Tuesday, July 8, 2008

The improper taxation of US expatriates

Typically, who pays income tax where is based on residence. The only country that I know of that does not follow this principle is the United States. As a US citizen (or green card holder), you have to pay income tax to the IRS wherever you live, and on your worldwide income.

Fortunately, many expatriates are able to benefit from some tax treaties between the US and their country of residence: they can deduct their foreign taxes, in principle. But this is by far not the case for everyone. But if you do not live where your taxes are used, what do you get in return for your taxes?

Depending where you live, the US offers protection: an embassy where one can find refuge, or repatriation to the US in case of serious trouble. This sounds like some insurance policy. If it were offered on the free market, such a policy would, however, be dirt cheap for most expatriates, for example those in Canada. This seems like a pure tax grab to me.

Note 1: many countries bill their citizens for repatriation service. Not Canada, which lead to some debates after the last war in South Lebanon. Some people were quite unhappy about subsidizing others living in dangerous places.

Note 2: an obvious solution for expatriates to avoid paying US taxes is to renounce citizenship. It is, however, illegal doing so for tax reason. And in a sly move, the Heroes Act of 2008 which increased benefits to veterans and their survivors also included a provision that anyone giving one's citizenship up voluntarily would be taxed on all assets as if their were sold.

5 comments:

T-Bone said...

Yeah, it's odd that the US is the only country that taxes expatriates. But I'm confused about how the whole international tax accounting stuff works. If a foreigner invests in a US company, do they pay US capital gains taxes? If I were to move outside of the US and continue working for my company, would I have to pay income taxes to the US, the new country, or both? Or is that a case where I can pay both, but subtract my US payments from my new country's tax bill if they have one of those agreements between the countries?

Vilfredo said...

If I am not mistaken, as an expatriate, you have to pay taxes both in your country of residence and the US. There is a substantial basic income credit for US taxes, though. Depending on the tax treaty, you can deduct taxes paid to one country from the taxable income for the other country.

Gonzo said...

Some US states require filing of taxes even after leaving the state if there is no "follow-up" US state. California for example.

T-Bone said...

It may be unfair in many cases to tax an expatriate while they are taxed by their current country of residence as well, but I think it's a race to the bottom if people could live abroad for tax evasion purposes. If they did not have to pay taxes abroad, it would be legalized tax evasion.

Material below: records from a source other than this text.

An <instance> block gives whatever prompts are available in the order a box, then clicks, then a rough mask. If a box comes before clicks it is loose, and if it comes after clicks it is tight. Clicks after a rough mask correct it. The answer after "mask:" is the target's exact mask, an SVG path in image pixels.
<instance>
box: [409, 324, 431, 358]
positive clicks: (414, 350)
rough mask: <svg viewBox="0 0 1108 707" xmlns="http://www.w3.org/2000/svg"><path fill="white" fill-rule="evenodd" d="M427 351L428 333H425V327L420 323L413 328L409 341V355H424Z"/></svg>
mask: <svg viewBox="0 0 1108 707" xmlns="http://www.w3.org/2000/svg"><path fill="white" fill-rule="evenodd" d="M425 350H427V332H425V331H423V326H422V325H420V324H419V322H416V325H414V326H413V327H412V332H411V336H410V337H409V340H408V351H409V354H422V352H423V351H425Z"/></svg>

I'd prefer if they could tax people abroad only if they move abroad for tax advantages. But I'm not sure how that could be determined. I guess they decided the next best thing that was workable was to tax all citizens, and criminalize the act of giving up citizenship for tax purposes.

Vilfredo said...

Interesting point, T-bone. But then, why would one want to become a US citizen if there is a chance of living abroad in the future?

And what about US citizens born abroad and who have never lived in the US. Why would they have to pay US taxes? Why should they be criminalized if they renounce their citizenship.